It is here that we move away from subtle patriarchal sexism to outright misogyny. Women's bodies have long been exploited for the purposes of appealing to the male gaze and thus selling products to the male consumer. The approach is common—scantily clad women have been pictured holding everything from soap to painkillers to football jerseys. Automakers and, more commonly, aftermarket parts vendors, have also attempted to attract men with attractive images of women. These advertisements strip their women of any real identity. Rather, these images of women exist only for sex appeal.
Elsewhere in this exhibit, we have seen advertisers credit women with some purchasing power. Automakers may attempt to sell a car to young women by constructing it as fashionable, or they may try to sell a car to an older women with children because it will be a practical part of her everyday family lifestyle. The images of women you will see below, however, make absolutely no attempt to appeal to women. These are images of women intended to be consumed by men. The woman becomes as much an object as the car that is being sold. She is not a driver, she is not a passenger, she does not interact with the car in any meaningful way. Rather, she is an image to observe, an item to consume. In two similar but subtly distinct tropes, women as objects fall into the tropes of The Seductress and The Body.
The Seductress is an extremely common image of womanhood used in advertising across all industries. Here, this trope consists of an attractive woman posing on or near a vehicle in order to draw the male gaze into the advertisement. The woman is young and beautiful, variously clothed or unclothed.
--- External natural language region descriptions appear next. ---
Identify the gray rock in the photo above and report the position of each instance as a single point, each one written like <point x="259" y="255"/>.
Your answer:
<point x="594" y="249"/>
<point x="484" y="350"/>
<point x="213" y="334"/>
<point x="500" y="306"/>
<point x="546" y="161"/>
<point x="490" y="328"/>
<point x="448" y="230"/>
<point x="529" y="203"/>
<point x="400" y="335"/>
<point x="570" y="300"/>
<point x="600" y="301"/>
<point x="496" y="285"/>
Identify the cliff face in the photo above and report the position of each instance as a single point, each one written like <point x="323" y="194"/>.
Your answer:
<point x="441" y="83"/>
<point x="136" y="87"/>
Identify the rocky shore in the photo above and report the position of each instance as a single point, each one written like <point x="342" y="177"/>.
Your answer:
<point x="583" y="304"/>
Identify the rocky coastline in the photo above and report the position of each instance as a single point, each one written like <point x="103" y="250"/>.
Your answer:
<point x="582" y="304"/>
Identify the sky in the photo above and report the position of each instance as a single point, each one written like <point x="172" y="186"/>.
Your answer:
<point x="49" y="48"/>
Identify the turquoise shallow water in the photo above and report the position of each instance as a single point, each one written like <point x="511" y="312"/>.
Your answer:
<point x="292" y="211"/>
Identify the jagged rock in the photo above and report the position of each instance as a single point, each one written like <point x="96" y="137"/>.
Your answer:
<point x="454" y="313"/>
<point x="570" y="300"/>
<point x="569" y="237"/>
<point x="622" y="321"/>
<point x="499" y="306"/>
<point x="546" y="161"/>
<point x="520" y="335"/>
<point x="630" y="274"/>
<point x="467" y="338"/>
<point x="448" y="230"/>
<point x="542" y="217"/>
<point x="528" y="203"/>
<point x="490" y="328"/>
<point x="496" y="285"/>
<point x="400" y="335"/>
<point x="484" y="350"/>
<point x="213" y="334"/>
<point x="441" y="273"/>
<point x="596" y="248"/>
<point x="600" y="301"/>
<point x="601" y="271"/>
She is only part of the advertisement in order to capture male attention, making powerful eye contact with the male viewer through the page. Otherwise, she has no agency in the scene, and no real identity, because she is neither passenger nor driver. She is part of a setting more than she is a participant in any action.
The Body is a type of image that even further strips personhood away from a woman. In this trope, women are reduced to mere body parts, either visually or through textual rhetoric. They are not even people to be looked at—they are abstract pieces of a body used to set a scene. The woman becomes like the car she is being used to sell. She is just a collection of parts without any semblance of humanity.